Investigator who leaked chokehold officer’s records resigns
NEW YORK (AP) — A police watchdog agency investigator who leaked the disciplinary record of a white police officer involved in the chokehold death of unarmed black man Eric Garner resigned on Thursday.
The investigator, who was not publicly identified, worked for the Civilian Complaint Review Board for less than a year and had no role in the investigation of any of the disciplinary cases against Officer Daniel Pantaleo that were leaked to the website Thinkprogress.org, the board said.
“After a swift and thorough internal investigation, the Civilian Complaint Review Board identified the employee who was the source of the leak,” board secretary Jerika Richardson said. “As of today, that individual no longer works at CCRB.”
The agency investigates claims of police misconduct, substantiates complaints and offers disciplinary suggestions like retraining or loss of vacation days to the New York Police Department, the nation’s biggest police department. The police commissioner decides whether to discipline an officer.
Pantaleo’s record was published on the website this week. It included eight disciplinary cases of abuse and excessive force, four of which were substantiated. The officer was disciplined in two of the cases. Police personnel records are not public information under state law.
Garner, who was accused of selling loose, untaxed cigarettes, was stopped by police in 2014 and refused to be handcuffed. Pantaleo is seen on a bystander’s cellphone video putting Garner in an apparent chokehold, which is banned under NYPD policy.
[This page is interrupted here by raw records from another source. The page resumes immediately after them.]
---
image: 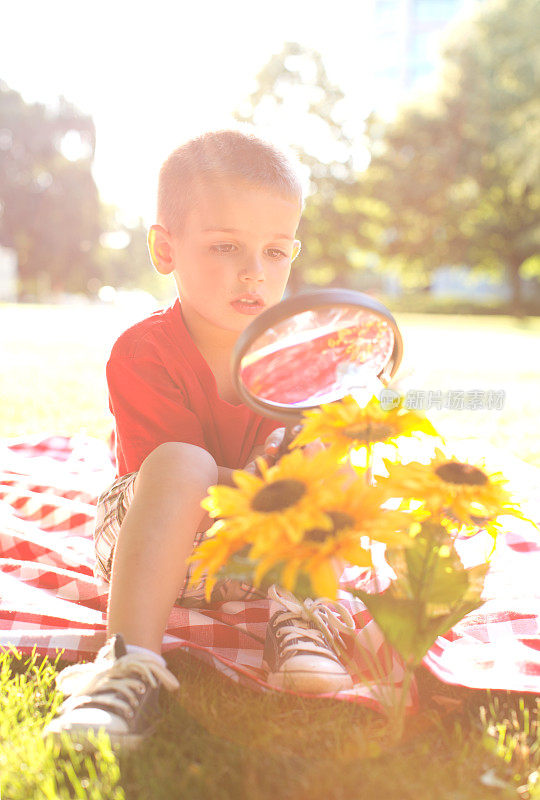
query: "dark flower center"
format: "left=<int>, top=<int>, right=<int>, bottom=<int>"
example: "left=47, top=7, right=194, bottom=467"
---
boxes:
left=435, top=461, right=488, bottom=486
left=343, top=420, right=393, bottom=443
left=304, top=511, right=354, bottom=542
left=251, top=479, right=306, bottom=513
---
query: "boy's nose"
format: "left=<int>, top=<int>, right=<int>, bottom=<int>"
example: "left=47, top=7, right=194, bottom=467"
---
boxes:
left=238, top=258, right=264, bottom=282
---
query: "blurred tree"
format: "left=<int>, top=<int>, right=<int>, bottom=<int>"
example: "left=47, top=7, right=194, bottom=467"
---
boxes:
left=0, top=81, right=101, bottom=297
left=358, top=0, right=540, bottom=314
left=235, top=42, right=369, bottom=293
left=91, top=209, right=176, bottom=302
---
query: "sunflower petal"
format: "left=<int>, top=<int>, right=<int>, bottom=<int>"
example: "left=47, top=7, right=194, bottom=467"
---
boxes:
left=306, top=561, right=338, bottom=600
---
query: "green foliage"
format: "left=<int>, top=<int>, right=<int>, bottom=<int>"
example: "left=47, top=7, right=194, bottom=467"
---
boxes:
left=354, top=522, right=488, bottom=666
left=0, top=640, right=540, bottom=800
left=0, top=82, right=101, bottom=294
left=232, top=42, right=367, bottom=292
left=353, top=0, right=540, bottom=311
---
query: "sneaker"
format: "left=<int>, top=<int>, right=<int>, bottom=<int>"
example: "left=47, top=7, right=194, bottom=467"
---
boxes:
left=263, top=586, right=355, bottom=694
left=43, top=633, right=180, bottom=749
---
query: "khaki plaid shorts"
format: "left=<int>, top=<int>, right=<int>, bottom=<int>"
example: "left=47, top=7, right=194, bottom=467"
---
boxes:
left=94, top=472, right=266, bottom=607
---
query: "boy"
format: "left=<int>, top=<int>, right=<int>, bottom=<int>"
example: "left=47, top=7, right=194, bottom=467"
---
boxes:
left=45, top=131, right=351, bottom=746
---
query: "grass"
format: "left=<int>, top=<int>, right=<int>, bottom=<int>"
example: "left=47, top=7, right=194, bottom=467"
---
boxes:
left=0, top=306, right=540, bottom=800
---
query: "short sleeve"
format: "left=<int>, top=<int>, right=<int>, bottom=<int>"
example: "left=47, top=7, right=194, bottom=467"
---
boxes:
left=107, top=348, right=206, bottom=476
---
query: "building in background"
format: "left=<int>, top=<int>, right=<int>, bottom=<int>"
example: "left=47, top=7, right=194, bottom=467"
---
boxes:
left=372, top=0, right=482, bottom=116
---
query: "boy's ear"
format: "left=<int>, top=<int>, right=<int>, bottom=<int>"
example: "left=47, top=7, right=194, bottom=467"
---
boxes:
left=148, top=225, right=174, bottom=275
The heavyset Garner, who had asthma, is heard gasping, “I can’t breathe.” He later was pronounced dead at a hospital.
Garner’s death sparked angry protests from people complaining about the treatment of black men and boys at the hands of white police officers.
The medical examiner ruled Garner’s death a homicide caused in part by the chokehold. But police union officials and Pantaleo’s lawyer argued the officer used a takedown move taught by the police department, not a chokehold, and said Garner’s poor health was the main reason he died.
A grand jury refused to indict Pantaleo in Garner’s death. A federal civil rights probe is in limbo.
The head of Pantaleo’s union, Patrick Lynch, said the resignation of the watchdog investigator was a good first step.
“But the release of a police officer’s confidential personnel records is still a crime that should be thoroughly investigated and, if necessary, prosecuted to the fullest extent of the law,” he said.
The investigation by the Civilian Complaint Review Board was internal and didn’t involve the NYPD. The board does not believe anyone else was involved. Police department officials said they would investigate.